Racing bikes is tough. From my experience, to be successful in a race, it takes something like: 70% fitness, 20% tactics and 10% luck.
I’ve been racing bikes for a few years now. There’s a lot to enjoy about racing and riding, but the things that stand out for me are: the adrenaline of riding fast, the social aspect of it, and the feeling when the hours of hard work training pays off with a decent result. Living in London, there’s a great scene of midweek evening criteriums* and also a good selection of longer road races* at the weekends, usually a short drive or train ride away. As a pretty competitive person, I always want to push my limits further - go a bit faster and get better results.
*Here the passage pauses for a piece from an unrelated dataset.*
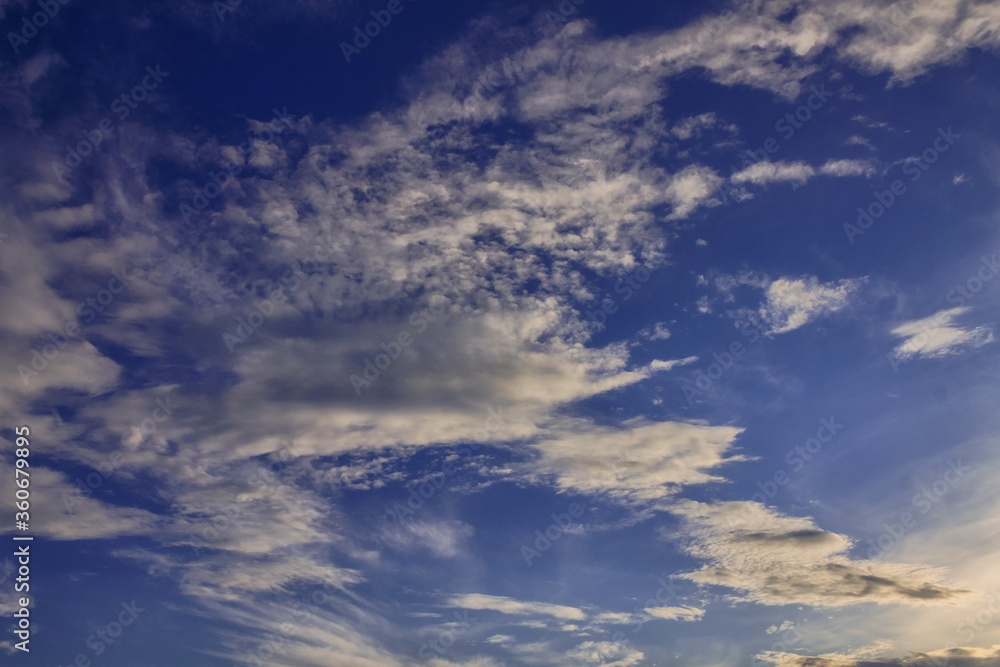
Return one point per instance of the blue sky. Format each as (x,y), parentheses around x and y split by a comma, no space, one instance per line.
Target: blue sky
(504,334)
Like most of the guys I race against, I have a full-time job and other commitments which, ultimately, doesn’t leave an awful lot of time to train. On a good week, I can get out on the bike for maybe 10 hours, but on a busy week, sometimes I can only manage around 4. What I’m getting at here is - I’m never going to be able to significantly increase my fitness by ramping up my training …it just isn’t going to happen.
The last point: Luck. I like to think I’m a pretty rational person, so I’m not going to start hunting for 4 leaf clovers or pin my hopes on a lucky pair of socks. Anyway, in the end, over the course of a season the luck usually balances out.
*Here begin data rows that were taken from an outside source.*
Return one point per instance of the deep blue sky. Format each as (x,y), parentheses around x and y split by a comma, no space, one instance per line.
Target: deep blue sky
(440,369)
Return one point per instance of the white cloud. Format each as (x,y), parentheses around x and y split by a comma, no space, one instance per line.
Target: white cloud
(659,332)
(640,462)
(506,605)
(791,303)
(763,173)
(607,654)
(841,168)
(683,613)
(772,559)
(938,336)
This got me thinking about the remaining 20%. Tactics. Knowing when to attack, which moves to follow - this can represent the difference between getting in a successful breakaway and battling it out for the win, or spending your energy unnecessarily early on in the race and not having enough left in the tank to be competitive towards the end. It usually comes down to fine margins, and having a little bit more power left than the other guys, or arriving at the finish line with less people in the group, makes a huge difference to your chances of getting on the podium or finishing mid-bunch.
So, now getting onto the point of this post. British Cycling (BC) has a fairly useful website, which riders can use to enter races, via the races event page. On most BC event pages its possible to see the riders on the startlist for a race. Whilst its possible to manually click through the startlist to see who’s any good (by navigating to the riders results page), it’s quite a laborious task.
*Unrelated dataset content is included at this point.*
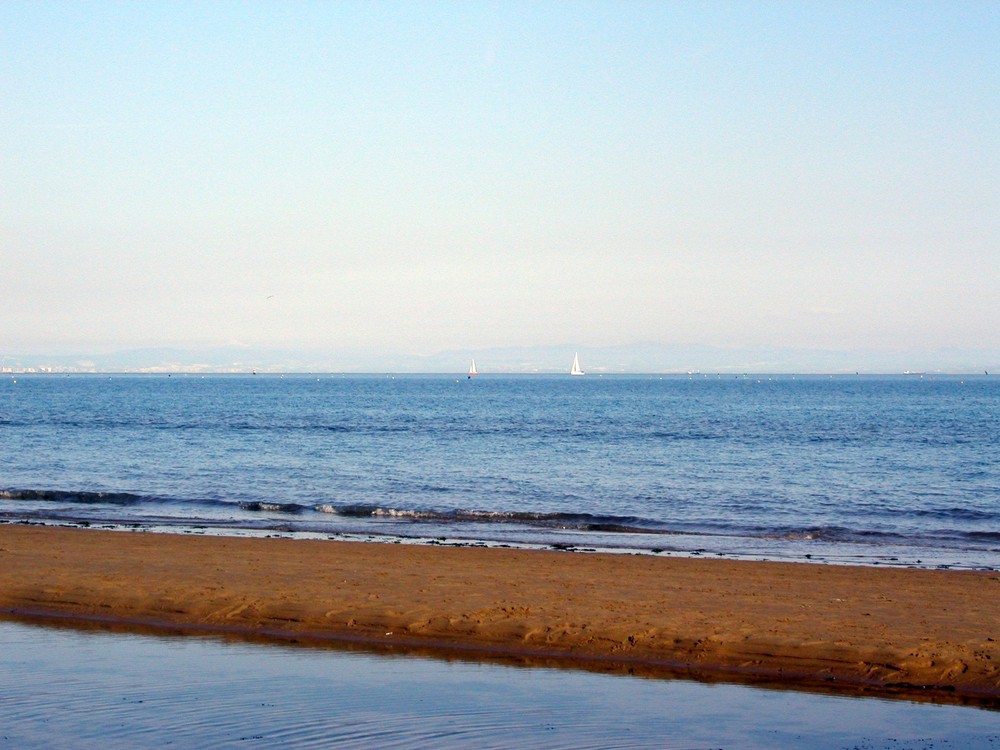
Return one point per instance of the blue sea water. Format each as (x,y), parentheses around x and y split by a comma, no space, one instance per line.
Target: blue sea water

Going back to a bit of race tactics, knowing your opponents has a pretty big benefit. For example, it’s better to follow an attack from somebody who consistently finishes in the top 10, compared to somebody who has raced in 50+ races and yet to score a result …in which case you’d probably just be wasting energy.
Right so, what have we deduced so far. Realistically, I’m not going to get significantly any fitter - or if I do, I may have to completely give up my social life. There’s information I can leverage from the BC website that can help me with some race tactics, but the current way to do so is very slow. However, this is a relatively easy problem for a python program to solve.
Unfortunately, BC doesn’t provide a developer API, which is slightly frustrating. So plan B was to access the data via a custom web scraping script. Its not the nicest way to access the data, but at least its structured and can be repeated for each race. So this was just a case of learning the structure of the BC website, finding the corresponding html tags for the race entrants, and using the href attribute for each entrant to navigate to their ‘points’ (or results page).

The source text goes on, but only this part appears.